It had been a good day. By late afternoon, the housework was done, the beds were made and the washing was blowing in the warm sunshine. With all the chores out of the way, I had two whole hours to myself.
I turned on the machine and opened Word. Some people find the sight of a blank page intimidating, but to me it’s a promise, an invitation; an event waiting to happen.
I never know what might be, but the familiar frisson of pleasurable excitement ran through me. Laying my hands across the keyboard, I waited for the miracle to happen. I have never understood it but, as long as it continues to work, that’s fine.
Well, that was how I felt back then as I settled in my old chair.
Marsha always took her dog for a walk in the evening. He spent long hours of the day on his own, while everyone was at work, and she liked to have this little time with him, letting him run and play. Dashing about in the park, chasing the ball and barking, he was a bundle of ebullience. Leaping up at her he always made her smile. It unwound her nerves, and if she had a particularly bad day, then this unadulterated joy helped to put things in perspective.

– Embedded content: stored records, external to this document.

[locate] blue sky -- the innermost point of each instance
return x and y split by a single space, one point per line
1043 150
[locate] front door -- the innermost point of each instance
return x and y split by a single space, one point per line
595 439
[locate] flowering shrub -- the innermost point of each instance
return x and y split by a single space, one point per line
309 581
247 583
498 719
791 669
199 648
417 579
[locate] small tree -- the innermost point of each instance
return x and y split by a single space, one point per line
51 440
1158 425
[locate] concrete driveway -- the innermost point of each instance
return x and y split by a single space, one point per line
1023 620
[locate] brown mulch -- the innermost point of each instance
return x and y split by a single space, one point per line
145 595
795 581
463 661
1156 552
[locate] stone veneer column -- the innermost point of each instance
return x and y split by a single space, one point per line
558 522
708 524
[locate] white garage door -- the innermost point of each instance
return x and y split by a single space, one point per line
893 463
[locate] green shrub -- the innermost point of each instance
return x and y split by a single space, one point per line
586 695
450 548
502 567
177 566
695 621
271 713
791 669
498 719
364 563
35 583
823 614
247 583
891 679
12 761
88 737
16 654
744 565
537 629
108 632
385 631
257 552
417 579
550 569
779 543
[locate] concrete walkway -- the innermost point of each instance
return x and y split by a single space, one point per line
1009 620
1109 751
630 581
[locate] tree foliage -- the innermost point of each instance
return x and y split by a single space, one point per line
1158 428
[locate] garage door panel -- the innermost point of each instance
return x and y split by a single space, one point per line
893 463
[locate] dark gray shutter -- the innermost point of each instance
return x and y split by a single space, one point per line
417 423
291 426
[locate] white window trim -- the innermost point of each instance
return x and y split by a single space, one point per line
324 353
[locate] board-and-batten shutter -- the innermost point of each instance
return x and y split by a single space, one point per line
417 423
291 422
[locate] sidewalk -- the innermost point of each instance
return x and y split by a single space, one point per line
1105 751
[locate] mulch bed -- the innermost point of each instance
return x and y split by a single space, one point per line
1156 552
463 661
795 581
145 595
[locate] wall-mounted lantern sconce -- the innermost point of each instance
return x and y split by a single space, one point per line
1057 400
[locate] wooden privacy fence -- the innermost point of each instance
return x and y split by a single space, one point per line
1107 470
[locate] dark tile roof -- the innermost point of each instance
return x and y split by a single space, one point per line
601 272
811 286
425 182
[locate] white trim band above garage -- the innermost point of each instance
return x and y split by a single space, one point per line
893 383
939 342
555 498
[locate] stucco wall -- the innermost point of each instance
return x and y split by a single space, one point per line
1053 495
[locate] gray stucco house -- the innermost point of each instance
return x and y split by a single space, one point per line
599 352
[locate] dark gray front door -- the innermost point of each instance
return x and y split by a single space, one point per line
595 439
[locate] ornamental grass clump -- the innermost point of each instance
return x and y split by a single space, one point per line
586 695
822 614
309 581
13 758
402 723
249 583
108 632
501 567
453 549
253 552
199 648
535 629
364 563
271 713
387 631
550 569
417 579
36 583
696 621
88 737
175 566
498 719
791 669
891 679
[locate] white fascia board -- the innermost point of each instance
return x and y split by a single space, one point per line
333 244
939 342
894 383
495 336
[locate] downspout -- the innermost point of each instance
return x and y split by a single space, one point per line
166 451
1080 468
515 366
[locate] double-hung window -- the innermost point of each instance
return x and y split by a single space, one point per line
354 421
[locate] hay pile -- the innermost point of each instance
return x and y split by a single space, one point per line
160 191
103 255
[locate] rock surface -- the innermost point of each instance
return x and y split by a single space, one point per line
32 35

She loosed his lead as they went through the great iron gates and made for the meadow area. The sun was a glorious red-gold ball in the purpling sky. The leaves on the trees were painted by evening light and the air was balmy and kind. Swinging her arms, she revelled in the feel of her muscles unburdening themselves. Marsha threw back her head, tossing her hair away from her face. In spite of all the hiccups and problems of everyday life, she still found it a beautiful world, and the simple pleasure of taking the dog for a walk was a treasure to be stored against coming storms.
“Chesney, come on Ches. Bring me your ball, come on fella.” He was standing a few yards away, the ball at his feet. The fur on his neck rose and she was amazed to hear a growl start deep within his body. “Hey Ches, come on boy. Come on.” She patted her thigh, calling him, but he wouldn’t come. As she stepped closer he backed off lowering his head and baring his teeth.
A moment too late, just a moment, then she became aware of the figure standing behind her. She had been concentrating so intensely on the disturbed dog that she had allowed herself to become unaware of her surroundings. It was against all the advice she had ever been given about being out on your own.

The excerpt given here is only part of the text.